For the faculty—even though they have crazy schedules and they’re all different, they all come together at some point. So finding those department meetings where you can get in and talk becomes pretty important. Also finding those professors who are active. For example, we have a couple of communications professors who are very, very active on social media. We want to tap on their shoulder and say, “You guys reach an audience, we’ve got some pretty good content, would you mind every once in a while sharing them?” So they do it on their own. They want to reach out to their students and so it’s just like any other relationship building. I’ve come to learn there’s really no secret—it’s finding the right tool to use and the right method to use.
Do you have any presences in any major Midwest cities of alumni? How do you connect with them and get them to host events and share volunteering opportunities?
Most of our alumni fall into four different regions: Metro Detroit, Grand Rapids, Kalamazoo and Chicago. Two to four times a year we host events at local bars in those towns. We invite our alumni to come out and reconnect. We restarted and reamplified it a couple of years ago, and it’s taken off.
We’ve seen 400-500 of our alumni in each region over the course of a year. That gives us the time to physically connect but always close—and say, you know, you can stay connected with us throughout the whole year on social media. With that, we’ll use the Facebook ads and digital postcards—it’s mixed-marketing.
Do alumni advocate for you on social informally?
Very informally. We’re looking at trying to formalize and build brand ambassadors this year.
Within that, do you have a plan or roadmap for how you want to identify those stronger advocates and what you do?
We have over 200,000 alumni and my accounts are 10% of that—5% sometimes. So it’s forever growing and connecting and bringing everyone together. At the same time, it’s highlighting those that could do it for us and acknowledging that they exist and motivate them to further share.
What social channels do you see your alumni most active on?
Facebook definitely has our older alumni and Instagram is our younger alumni. Twitter is across the board—it’s the middle-ground for everyone. But our current students are very well-connected to us on Instagram.
How does your office use SnapChat to connect?

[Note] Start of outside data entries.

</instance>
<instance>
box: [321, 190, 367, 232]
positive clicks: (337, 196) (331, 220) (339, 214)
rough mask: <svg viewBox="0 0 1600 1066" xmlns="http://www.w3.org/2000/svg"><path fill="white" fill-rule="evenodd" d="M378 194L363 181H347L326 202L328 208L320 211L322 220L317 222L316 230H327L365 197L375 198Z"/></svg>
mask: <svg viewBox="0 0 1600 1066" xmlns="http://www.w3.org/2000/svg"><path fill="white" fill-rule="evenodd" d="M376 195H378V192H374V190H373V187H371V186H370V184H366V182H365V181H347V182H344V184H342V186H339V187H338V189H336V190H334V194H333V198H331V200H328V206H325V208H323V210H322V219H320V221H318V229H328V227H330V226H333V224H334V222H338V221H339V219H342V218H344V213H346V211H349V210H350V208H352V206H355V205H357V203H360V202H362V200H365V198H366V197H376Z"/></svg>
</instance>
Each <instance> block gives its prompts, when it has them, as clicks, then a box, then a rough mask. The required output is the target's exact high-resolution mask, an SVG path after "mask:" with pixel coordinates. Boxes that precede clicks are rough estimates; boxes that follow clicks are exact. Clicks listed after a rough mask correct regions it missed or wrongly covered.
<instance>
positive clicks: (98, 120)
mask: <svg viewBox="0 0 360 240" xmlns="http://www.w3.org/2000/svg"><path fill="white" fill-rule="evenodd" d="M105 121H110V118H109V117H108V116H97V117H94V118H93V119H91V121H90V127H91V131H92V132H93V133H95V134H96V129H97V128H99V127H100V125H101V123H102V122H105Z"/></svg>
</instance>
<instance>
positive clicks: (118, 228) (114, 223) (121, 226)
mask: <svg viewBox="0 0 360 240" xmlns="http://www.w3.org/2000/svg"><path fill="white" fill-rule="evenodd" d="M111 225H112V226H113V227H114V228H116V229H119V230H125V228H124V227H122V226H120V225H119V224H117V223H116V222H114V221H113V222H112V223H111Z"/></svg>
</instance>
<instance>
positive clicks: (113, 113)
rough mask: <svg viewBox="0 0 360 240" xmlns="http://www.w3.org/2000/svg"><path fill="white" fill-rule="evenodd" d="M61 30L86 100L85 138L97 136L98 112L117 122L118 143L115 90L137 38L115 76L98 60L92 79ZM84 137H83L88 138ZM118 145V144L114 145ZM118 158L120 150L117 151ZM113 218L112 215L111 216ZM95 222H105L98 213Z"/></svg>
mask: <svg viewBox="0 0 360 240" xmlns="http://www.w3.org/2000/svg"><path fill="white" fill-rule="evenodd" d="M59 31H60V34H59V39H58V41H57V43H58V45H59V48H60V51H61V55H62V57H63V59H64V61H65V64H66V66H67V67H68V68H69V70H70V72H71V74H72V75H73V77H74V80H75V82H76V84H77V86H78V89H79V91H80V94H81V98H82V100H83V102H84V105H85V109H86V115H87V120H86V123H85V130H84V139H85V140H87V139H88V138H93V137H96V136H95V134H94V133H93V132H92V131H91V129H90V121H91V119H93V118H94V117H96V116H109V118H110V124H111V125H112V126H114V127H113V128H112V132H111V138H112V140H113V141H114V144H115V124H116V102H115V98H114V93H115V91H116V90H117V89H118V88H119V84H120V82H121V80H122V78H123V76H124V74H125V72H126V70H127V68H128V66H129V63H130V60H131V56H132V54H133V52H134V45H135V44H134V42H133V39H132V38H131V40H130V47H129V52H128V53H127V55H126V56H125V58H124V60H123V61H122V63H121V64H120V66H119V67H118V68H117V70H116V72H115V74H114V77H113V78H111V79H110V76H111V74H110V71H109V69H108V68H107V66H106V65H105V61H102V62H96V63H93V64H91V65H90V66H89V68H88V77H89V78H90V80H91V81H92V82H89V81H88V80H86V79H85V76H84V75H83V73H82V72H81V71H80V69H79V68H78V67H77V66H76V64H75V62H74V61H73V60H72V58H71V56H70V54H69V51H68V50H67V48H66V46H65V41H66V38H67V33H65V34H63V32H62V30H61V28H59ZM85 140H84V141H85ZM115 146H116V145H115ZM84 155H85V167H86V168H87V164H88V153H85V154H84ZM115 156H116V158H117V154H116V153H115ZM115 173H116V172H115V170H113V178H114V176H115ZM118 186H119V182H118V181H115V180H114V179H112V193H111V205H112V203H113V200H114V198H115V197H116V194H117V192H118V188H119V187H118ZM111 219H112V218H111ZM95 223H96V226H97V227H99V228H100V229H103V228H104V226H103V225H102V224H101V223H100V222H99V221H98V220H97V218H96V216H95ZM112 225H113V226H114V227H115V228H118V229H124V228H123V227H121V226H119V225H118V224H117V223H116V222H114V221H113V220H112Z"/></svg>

We launched our Snapchat on April Fool’s day. We thought it would be great—like, “April Fools? Follow to find out.” So a lot of people followed us and with every new follower we sent them a photo, like, “This isn’t a joke, welcome to our Snapchat.”
So with that, I’ve explored filters and have successfully built two filters on our campus. People send Snapchat messages to us all the time. We reply back to everything.
When it comes to creating an advocacy program in higher education, where do you believe the biggest opportunities
It’s untapped opportunities. Higher ed is behind the other industries in terms of practices. Right now, social media is nonexistent or really slow across. You’ve got some major hitters—your bigger institutions—but for most institutions, they don’t think about it. Being able to look at those who can speak on your behalf and share on your behalf—it’s an extra force to help you out. Because trying to start it up on your own seems like a daunting task. If you have people who have a strong affinity for you and for your institution, use it. It’s a great resource. Right now it is just really untapped.
Do you have any final thoughts about creating advocacy?
Advocacy is like building an empire. It starts off by taking one little village at a time and then just quickly snowballs into something much larger. With every one little connection, you’re adding so much more. People in higher ed. look at this and say, “I can’t, there’s no way we can do this, it seems like it’s too daunting and too big,” but you just have to start with one person at a time. I can’t believe how quickly we’ve gone from 200 Instagram followers to roughly 10,000 Instagram followers in two years.
Being in higher ed., people have an affinity to you. That relationship is a lot easier than you might think, in creating those advocates—they’re already advocates for you because they like you. It’s just being able to tap into that—that’s the hard part.